Live-streaming RL for agents: all theory, no results yet
A UIUC-MetaGPT collaboration applying DeepSeek-R1-style reinforcement learning to OpenManus agents, with progress broadcast in real time.

What it does
OpenManus-RL is a research effort to train LLM agents with reinforcement learning rather than simple prompting or supervised fine-tuning. It builds on the original OpenManus project and wraps ByteDance’s verl framework to experiment with PPO, GRPO, DPO and custom reward models. A curated dataset of ~50k agent trajectories—merged from AgentInstruct, Agent-FLAN and AgentGym—is already on Hugging Face.

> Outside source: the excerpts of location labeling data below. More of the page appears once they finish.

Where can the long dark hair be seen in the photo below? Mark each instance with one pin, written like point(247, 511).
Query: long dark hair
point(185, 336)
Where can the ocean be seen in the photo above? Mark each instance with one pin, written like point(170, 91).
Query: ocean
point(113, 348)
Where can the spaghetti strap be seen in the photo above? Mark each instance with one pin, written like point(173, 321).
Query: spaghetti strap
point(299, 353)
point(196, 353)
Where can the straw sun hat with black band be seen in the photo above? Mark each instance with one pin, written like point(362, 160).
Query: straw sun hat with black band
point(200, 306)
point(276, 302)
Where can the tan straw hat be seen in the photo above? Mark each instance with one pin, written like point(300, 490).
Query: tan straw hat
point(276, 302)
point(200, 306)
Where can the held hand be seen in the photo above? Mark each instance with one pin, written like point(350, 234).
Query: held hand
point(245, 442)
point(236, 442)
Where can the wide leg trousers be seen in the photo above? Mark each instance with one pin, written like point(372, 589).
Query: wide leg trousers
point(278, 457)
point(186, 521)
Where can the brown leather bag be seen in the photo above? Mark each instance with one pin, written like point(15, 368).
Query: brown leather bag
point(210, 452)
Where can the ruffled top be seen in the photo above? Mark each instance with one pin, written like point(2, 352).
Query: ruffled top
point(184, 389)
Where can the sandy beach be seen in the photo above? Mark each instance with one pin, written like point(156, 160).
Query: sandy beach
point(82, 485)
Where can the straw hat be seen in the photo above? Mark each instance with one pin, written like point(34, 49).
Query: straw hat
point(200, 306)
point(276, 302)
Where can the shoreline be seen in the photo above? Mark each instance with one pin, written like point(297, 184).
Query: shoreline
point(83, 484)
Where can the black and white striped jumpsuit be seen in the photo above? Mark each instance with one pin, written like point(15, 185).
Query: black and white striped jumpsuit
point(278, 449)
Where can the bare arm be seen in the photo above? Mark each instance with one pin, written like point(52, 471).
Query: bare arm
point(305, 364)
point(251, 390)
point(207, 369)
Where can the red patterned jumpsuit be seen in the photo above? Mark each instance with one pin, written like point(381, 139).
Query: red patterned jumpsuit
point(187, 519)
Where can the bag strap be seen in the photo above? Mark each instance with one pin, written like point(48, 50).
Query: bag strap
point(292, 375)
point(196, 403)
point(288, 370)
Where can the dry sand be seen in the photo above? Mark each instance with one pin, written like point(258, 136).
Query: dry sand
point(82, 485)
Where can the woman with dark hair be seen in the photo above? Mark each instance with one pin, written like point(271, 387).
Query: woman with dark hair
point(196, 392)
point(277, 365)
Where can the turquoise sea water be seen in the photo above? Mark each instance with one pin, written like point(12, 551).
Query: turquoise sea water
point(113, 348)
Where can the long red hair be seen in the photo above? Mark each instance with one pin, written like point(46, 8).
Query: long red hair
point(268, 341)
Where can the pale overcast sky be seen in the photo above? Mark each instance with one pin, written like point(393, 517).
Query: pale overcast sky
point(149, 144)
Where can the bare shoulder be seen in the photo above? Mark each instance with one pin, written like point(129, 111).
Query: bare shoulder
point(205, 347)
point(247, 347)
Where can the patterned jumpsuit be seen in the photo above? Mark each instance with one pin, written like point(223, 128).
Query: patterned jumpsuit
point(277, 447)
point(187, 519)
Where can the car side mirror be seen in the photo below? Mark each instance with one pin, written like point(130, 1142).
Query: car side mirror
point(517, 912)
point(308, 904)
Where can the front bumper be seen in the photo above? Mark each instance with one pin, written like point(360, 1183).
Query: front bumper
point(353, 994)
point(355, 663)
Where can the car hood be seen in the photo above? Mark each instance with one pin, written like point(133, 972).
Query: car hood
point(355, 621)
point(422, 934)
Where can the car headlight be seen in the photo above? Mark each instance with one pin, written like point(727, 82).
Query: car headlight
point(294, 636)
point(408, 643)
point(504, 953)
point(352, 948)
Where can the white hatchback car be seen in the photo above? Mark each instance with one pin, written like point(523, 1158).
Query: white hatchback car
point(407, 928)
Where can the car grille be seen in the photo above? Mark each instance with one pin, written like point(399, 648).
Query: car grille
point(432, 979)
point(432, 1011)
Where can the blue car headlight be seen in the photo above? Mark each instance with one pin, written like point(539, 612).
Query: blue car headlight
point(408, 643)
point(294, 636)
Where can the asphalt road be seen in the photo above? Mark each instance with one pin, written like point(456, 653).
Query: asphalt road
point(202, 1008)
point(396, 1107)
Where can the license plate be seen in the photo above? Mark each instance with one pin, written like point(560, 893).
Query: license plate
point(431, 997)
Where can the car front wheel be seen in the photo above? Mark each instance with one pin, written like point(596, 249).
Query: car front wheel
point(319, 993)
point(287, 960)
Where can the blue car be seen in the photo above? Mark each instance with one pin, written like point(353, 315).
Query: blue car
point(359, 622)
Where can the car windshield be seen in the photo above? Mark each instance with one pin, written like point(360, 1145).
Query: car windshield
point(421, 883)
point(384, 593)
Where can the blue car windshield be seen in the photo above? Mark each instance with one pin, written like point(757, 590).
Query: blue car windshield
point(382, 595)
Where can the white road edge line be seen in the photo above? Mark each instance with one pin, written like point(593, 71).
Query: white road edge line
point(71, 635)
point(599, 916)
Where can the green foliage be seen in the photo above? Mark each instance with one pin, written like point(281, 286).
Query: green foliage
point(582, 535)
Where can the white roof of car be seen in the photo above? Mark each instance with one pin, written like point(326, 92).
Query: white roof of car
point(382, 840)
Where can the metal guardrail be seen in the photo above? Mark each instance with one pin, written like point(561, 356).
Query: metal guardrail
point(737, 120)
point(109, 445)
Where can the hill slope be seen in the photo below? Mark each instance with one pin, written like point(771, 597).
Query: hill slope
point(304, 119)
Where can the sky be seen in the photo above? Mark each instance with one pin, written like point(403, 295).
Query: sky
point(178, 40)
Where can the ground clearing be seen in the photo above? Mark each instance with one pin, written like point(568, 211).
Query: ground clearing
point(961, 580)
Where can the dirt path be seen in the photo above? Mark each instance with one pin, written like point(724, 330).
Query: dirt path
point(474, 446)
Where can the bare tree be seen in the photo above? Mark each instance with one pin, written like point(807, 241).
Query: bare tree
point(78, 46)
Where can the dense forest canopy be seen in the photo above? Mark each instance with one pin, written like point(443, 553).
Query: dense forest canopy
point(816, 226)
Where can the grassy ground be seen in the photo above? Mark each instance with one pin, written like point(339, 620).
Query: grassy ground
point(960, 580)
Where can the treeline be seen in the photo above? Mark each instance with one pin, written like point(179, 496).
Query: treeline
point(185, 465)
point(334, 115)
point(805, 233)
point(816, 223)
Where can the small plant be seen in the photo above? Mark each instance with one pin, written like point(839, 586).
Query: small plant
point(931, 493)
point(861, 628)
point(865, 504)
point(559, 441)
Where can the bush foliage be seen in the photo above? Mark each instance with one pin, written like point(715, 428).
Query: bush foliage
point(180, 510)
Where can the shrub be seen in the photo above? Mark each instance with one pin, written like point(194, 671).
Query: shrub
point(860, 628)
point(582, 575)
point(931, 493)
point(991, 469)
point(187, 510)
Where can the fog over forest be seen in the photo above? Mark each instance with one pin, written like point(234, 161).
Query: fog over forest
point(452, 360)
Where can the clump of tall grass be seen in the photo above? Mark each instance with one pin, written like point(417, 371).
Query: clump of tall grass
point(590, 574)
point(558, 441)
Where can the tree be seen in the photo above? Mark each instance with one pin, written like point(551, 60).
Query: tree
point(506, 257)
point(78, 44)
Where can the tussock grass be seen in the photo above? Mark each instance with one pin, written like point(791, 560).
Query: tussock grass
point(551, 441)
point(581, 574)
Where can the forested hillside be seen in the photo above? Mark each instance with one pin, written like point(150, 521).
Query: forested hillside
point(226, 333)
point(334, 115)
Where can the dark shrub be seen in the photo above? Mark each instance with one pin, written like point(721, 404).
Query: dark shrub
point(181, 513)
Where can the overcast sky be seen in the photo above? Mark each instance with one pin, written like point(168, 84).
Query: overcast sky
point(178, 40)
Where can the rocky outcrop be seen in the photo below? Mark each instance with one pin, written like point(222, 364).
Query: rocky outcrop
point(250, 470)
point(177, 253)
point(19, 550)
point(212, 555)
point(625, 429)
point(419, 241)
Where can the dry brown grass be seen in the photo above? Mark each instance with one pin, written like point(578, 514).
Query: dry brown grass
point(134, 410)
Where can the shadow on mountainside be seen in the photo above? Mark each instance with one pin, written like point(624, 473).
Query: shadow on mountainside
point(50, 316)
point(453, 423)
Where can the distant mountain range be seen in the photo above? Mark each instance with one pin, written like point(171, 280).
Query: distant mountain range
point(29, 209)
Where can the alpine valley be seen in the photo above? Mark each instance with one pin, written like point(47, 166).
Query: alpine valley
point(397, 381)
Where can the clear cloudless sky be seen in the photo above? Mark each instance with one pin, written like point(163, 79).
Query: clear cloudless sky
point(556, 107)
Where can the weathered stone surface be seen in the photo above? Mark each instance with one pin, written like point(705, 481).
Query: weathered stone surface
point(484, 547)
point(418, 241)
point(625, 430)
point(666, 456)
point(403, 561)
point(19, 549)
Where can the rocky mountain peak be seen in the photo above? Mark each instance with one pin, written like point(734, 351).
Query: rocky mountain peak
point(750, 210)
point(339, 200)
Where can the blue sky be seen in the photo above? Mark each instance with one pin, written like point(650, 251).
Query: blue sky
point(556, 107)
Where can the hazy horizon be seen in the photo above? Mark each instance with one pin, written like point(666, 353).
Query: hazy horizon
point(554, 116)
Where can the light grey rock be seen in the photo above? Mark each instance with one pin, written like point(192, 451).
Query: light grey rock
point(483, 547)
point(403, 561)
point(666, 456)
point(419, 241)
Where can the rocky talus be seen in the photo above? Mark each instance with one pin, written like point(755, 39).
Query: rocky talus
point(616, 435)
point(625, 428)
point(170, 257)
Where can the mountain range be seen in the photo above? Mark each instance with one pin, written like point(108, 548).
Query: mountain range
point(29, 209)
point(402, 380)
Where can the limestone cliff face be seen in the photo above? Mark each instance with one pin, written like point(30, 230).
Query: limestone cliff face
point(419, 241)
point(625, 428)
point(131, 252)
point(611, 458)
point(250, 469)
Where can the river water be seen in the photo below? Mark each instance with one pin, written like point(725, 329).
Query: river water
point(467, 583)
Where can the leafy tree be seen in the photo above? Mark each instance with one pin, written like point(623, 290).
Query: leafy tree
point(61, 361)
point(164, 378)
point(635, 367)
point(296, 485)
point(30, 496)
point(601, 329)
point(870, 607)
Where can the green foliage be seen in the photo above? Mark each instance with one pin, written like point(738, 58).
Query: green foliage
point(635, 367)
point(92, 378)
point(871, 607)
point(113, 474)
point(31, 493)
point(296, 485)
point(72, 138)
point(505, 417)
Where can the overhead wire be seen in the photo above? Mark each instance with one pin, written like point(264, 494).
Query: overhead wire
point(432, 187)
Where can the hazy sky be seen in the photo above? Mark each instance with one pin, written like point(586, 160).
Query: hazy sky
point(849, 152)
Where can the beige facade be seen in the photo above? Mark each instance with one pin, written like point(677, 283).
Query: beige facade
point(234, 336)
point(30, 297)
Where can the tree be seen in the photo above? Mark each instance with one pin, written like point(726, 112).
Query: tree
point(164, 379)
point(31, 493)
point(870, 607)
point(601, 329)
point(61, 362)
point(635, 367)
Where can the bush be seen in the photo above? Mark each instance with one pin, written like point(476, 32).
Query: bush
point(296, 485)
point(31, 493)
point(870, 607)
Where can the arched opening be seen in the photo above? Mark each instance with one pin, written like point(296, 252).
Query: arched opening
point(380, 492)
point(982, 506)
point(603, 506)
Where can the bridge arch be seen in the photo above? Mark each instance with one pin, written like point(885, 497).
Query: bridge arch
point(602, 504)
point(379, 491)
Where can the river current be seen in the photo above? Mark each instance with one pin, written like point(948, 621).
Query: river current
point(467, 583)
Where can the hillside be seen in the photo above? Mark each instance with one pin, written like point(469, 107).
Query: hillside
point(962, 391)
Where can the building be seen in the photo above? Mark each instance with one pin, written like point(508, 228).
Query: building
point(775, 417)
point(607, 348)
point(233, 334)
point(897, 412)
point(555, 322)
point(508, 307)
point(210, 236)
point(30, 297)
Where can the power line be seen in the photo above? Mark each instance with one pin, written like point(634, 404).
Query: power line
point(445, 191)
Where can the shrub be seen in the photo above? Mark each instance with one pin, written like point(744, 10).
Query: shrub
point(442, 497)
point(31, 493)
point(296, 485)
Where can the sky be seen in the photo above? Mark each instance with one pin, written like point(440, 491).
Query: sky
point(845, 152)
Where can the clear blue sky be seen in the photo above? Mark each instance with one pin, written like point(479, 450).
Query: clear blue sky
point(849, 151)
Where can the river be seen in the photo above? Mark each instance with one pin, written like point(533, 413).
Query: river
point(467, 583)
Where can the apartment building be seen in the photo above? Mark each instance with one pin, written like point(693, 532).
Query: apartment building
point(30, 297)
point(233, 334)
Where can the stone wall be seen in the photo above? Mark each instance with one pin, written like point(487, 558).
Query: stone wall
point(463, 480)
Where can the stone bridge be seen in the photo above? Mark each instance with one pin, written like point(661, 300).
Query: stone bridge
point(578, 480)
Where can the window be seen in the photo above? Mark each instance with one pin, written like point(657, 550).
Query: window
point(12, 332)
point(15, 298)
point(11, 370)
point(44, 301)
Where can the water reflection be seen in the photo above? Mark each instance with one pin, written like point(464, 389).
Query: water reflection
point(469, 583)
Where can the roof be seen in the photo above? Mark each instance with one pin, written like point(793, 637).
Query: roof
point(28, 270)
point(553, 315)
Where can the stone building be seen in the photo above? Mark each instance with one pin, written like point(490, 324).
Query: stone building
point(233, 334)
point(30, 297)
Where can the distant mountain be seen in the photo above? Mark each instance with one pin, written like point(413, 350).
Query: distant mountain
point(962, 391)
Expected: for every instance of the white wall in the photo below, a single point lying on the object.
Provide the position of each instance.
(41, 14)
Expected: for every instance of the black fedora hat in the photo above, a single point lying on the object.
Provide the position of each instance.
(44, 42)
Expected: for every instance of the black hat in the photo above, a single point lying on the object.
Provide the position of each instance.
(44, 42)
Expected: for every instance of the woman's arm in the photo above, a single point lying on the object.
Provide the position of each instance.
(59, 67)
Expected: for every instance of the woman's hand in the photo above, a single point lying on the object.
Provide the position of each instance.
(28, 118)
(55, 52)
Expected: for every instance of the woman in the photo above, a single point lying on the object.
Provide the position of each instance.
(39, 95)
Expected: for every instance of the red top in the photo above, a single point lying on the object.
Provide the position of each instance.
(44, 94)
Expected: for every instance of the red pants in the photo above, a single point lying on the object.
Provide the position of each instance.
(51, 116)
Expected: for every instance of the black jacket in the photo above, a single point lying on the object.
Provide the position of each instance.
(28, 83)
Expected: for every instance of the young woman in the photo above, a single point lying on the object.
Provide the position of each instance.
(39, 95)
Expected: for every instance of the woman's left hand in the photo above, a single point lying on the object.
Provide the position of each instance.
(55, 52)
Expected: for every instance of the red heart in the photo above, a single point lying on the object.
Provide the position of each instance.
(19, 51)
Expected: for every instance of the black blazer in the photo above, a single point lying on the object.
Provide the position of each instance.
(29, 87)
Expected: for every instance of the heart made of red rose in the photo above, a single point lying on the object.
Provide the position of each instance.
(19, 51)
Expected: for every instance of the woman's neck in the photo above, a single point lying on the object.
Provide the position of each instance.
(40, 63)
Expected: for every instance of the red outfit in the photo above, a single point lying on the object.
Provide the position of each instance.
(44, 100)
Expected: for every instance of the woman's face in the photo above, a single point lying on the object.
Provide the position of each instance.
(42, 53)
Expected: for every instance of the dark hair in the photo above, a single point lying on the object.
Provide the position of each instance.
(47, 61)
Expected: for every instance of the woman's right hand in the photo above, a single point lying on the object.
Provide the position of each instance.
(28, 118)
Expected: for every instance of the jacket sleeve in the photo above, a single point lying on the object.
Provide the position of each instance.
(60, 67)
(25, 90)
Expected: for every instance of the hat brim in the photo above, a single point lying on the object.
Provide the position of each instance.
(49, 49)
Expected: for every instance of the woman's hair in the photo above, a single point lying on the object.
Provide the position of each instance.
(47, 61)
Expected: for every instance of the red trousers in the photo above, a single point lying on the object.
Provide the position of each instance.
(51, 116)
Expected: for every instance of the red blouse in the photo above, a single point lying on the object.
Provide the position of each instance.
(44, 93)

The interesting bit The team is doing this in public: roadmap, half-built code and benchmark attempts all shared as they happen. That makes it unusually transparent for an academic-industrial collaboration, though it also means you are watching construction, not inspecting a finished house.
Key highlights
- Targets agent benchmarks: GAIA, AgentBench, WebShop, OSWorld
- Tests multiple rollout strategies: Tree-of-Thought, Graph-of-Thought, MCTS, DFSDT
- ReAct-format trajectories across OS, database, web, knowledge-graph, household and e-commerce tasks
verlintegrated as a git submodule for distributed RL training- Explicitly welcomes compute, data and codebase contributions; major contributors get paper co-authorship
Caveats
- The running code is described as “still laboriously developing” and the README asks for feedback, which suggests it is not yet fully functional
- No benchmark scores, trained model checkpoints or reproducible training recipes are published as of the README date
- Several sections are heavy on method descriptions (RICO-inspired, “sophisticated reward strategies”) but light on implementation specifics
Verdict Worth bookmarking if you are researching RL for tool-use agents and want to watch—or join—a live experiment. Skip it if you need a drop-in training pipeline or validated results today.